Luke Palmer <[EMAIL PROTECTED]> writes:

Gordon Henriksen writes:
        my $ref = [EMAIL PROTECTED];
        $$ref = "value";
        print '@ary[0] : ', @ary[0], "\n";   # -> @ary[0] : value

That has to do with autovivification semantics. Particularly, do things
autovivify when you take a nonconstant reference to them.

I think it's better seen as part of the semantics of references to nonexistent values. When you take a ref to a value slot that doesn't exist, you effectively create a tied variable that knows how to create that slot, and will do so only when you assign to it.
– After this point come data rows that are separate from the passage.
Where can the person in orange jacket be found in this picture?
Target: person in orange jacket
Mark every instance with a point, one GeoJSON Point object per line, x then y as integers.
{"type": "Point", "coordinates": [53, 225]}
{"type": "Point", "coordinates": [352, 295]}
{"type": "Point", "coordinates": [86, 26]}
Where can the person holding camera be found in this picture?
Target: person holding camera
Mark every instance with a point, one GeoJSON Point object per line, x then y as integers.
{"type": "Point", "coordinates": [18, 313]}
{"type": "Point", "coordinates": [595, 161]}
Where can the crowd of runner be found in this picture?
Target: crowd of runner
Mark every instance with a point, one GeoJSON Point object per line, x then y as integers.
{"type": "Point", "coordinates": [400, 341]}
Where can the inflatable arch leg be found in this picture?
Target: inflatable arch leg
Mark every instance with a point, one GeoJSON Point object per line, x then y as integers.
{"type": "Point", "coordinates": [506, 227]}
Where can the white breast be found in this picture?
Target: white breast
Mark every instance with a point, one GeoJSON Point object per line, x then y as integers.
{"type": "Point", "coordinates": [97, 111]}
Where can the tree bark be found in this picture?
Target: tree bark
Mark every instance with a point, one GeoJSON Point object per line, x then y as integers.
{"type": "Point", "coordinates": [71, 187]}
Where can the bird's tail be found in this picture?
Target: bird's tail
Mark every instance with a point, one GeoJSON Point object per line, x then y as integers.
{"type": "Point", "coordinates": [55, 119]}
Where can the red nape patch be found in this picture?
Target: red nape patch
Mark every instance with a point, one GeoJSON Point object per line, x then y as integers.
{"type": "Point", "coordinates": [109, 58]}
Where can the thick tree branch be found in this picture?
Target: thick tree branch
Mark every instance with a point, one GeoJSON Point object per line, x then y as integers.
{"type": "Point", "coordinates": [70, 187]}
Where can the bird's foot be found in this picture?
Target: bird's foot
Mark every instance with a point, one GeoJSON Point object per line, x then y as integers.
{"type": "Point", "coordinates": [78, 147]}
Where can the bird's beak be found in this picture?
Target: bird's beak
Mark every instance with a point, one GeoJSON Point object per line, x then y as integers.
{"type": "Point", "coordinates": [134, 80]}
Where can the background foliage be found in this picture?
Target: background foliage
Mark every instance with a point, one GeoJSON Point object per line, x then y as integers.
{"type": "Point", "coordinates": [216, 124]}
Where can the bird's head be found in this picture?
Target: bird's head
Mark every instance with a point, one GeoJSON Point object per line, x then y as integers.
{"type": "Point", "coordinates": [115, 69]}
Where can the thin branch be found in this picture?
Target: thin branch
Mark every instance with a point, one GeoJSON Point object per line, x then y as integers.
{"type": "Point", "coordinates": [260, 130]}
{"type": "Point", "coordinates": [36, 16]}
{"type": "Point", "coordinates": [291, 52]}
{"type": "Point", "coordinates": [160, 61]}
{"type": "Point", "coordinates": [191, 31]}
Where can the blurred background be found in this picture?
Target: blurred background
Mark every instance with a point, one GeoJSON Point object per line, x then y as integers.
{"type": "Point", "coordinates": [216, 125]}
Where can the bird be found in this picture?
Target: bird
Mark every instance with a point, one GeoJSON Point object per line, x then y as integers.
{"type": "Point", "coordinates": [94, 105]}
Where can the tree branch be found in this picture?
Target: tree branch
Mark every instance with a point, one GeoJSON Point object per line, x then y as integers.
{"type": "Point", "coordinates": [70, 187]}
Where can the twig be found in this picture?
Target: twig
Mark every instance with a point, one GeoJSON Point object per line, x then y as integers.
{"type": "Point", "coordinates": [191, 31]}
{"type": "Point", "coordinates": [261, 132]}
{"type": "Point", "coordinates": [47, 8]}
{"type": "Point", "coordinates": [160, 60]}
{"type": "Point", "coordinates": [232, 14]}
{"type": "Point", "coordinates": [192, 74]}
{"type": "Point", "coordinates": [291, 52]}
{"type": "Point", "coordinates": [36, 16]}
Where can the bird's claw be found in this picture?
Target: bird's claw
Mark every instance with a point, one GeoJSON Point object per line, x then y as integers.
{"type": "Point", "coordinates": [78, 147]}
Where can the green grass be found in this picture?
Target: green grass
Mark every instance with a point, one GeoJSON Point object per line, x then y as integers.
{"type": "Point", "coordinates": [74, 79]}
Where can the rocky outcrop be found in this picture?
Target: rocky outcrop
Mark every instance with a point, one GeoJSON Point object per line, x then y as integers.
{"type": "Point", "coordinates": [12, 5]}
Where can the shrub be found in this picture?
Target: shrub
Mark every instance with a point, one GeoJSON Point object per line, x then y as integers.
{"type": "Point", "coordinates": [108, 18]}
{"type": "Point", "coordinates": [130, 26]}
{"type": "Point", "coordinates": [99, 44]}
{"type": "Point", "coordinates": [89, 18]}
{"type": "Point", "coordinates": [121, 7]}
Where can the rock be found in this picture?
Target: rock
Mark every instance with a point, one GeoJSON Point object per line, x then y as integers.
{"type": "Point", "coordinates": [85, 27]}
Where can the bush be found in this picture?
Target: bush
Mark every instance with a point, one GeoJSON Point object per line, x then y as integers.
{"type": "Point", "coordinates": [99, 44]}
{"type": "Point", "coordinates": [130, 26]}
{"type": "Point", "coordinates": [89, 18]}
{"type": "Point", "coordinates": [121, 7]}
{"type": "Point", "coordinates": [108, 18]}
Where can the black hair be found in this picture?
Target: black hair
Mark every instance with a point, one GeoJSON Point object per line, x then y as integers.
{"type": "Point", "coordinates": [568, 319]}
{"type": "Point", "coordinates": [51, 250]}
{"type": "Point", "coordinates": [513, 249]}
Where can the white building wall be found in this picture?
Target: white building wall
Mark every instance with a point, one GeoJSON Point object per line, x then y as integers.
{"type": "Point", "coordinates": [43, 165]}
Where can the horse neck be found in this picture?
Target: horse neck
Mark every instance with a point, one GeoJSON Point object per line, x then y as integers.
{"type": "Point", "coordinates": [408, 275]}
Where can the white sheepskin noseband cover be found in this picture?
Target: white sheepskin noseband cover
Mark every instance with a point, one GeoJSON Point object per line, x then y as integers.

Really? I'd think that it would create the slot immediately. Perl 5 does.


        perl <<'EOT'
                my %hash;
                my $ref = \$hash{key};
                print exists $hash{key}? "exists\n" : "DNE\n";
        EOT
        exists

Also means that this...

my $ref = \%hash{blah}{blort}[123]{moogle};

is just a chain of autovivifying subscript operations, rather than the construction of some horribly complex object that knows how to create all of those intermediate aggregates. Also means that this

%hash{blah}{blort}[123]{moogle} = 1;

work's just the same way as the reference creation (up until it assigns a value instead of creating a reference object).


OTOH, this in Perl 5


my $val = $hash{blah}{blort}[123]{moogle};

Was always annoyingly non-orthogonal to simpler constructs, in that it vivified all but the last container. But that's separately solvable.